Mr and Mrs Johnson both have children from previous relationships. They own a property together as joint tenants, some cash and investments in their own names. They each want to benefit the surviving spouse but want their own assets to pass to their own children when the survivor dies. They wish their wills structured so the surviving spouse inherits first. In Mr Johnson’s will, if Mrs Johnson has predeceased he wants his estate to pass to his children. Mrs Johnson wishes the same in her will so that her children inherit if Mr Johnson has predeceased.
What’s the problem?
Structuring the wills in this manner leaves the beneficiaries on the survivor’s death entirely down to who dies first.
If Mr Johnson dies first, his estate will pass to Mrs Johnson. When Mrs Johnson dies her entire estate, including assets inherited from her husband, will pass to her own children. Mr Johnson’s children will receive nothing in these circumstances.
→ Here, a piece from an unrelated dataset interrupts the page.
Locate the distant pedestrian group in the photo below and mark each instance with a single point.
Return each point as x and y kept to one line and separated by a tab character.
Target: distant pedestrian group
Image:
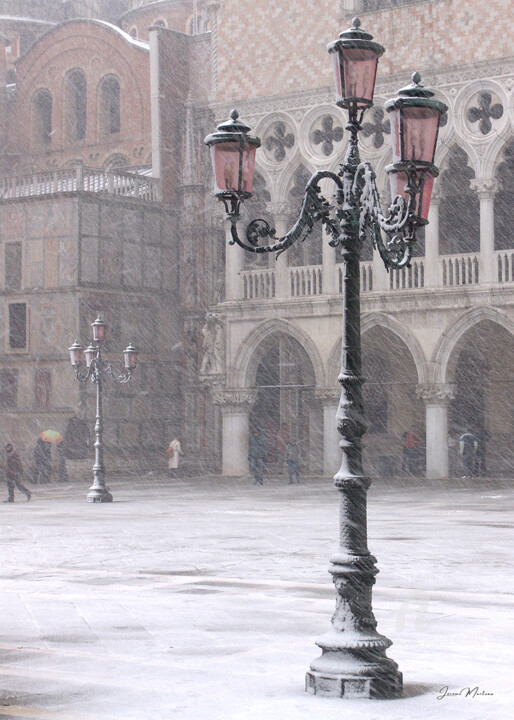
13	470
Where the wills are structured in this way, one side of the family will always miss out on an inheritance.
Drafting the wills in this way could be contentious, particularly in a situation where Mr and Mrs Johnson died in circumstances where it cannot be ascertained who died first, as a recent well reported case of two stepsiblings battling in court over the order of deaths illustrates. Due to the contentious nature of this, we will not draft wills for a couple where they are leaving assets to each other outright but wish to then have different beneficiaries when the survivor dies.
The simplest solution would be to consider a distribution in the wills on second death that is the same in both wills. This will ensure that regardless of who dies first, the beneficiaries on the survivor’s death will be the same. This could be 50% to Mr Johnson’s children and 50% to Mrs Johnson’s children or perhaps one set could receive a higher share, for example if Mr Johnson owns a larger amount of investments in his own name and wishes for a higher share to his children to reflect this.
Another option could be for them to not benefit the surviving spouse outright and instead to pass assets to a life interest trust, along with severing the tenancy of their property.
Say for example that Mr Johnson dies first, his estate could pass to this trust with Mrs Johnson as the life tenant and his children as the remainder beneficiaries. Whilst Mrs Johnson is alive, she would be entitled to the income from the trust. Powers to advance capital could also perhaps be included so that the trustees could pass occasional lump sums to her, which could be outright or on a loan basis. When Mrs Johnson dies, the trust capital will pass to Mr Johnson’s children and won’t pass by Mrs Johnson’s will. Mrs Johnson’s own will would pass her estate to her children at this point.
The use of a life interest trust will ensure that the surviving spouse can benefit, but also ensure that each spouse’s own assets will pass to their own families on second death.